К тому времени, когда 19 сентября он вернулся в Вашингтон, буря частично стихла, жизнь приобрела новое лицо, причем настолько интересное, что он отправился в Чикаго снова изучать выставку и пробыл там две недели, совершенно ею поглощенный. Он нашел материал для исследований на сто лет вперед, и его образование растворилось в хаосе. Поистине, ему казалось, что в этот год образование сошло с ума. Жгучий серебряный вопрос при сравнении с осложнившими его проблемами кредита и обмена выглядел простым, как букварь; а когда в Чикаго искали отдыха, учебная дичь разбегалась из каждого павильона, словно кролики, и скрывалась среди тысяч подобных ей прежде, чем удавалось заметить ее норку.
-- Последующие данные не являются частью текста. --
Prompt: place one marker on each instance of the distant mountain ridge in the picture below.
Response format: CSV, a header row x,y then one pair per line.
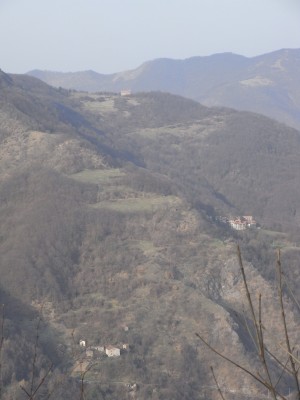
x,y
268,84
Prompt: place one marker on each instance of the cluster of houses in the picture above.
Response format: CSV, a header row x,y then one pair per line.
x,y
110,351
239,223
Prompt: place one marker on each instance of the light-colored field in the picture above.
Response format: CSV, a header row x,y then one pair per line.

Сама выставка бросала вызов философии. Можно было выискивать изъяны до закрытия последних ворот, но оставалось невозможным объяснить хоть что-то из того, что требовало объяснения. В качестве декоративного зрелища Париж никогда с ней не сравнивался, но непостижимое зрелище заключалось уже в самом ее присутствии здесь — более удивительном, чем что-либо на континенте, включая Ниагарский водопад, гейзеры Йеллоустона и всю железнодорожную сеть в придачу, поскольку все они были естественными творениями на своем месте; тогда как со времен Ноева ковчега столь пестрая вавилонская смесь рыхлых и плохо связанных, смутных, неопределенных и чуждых друг другу мыслей, полумыслей и экспериментальных выкриков, какой была выставка, еще не рябила на поверхности озер.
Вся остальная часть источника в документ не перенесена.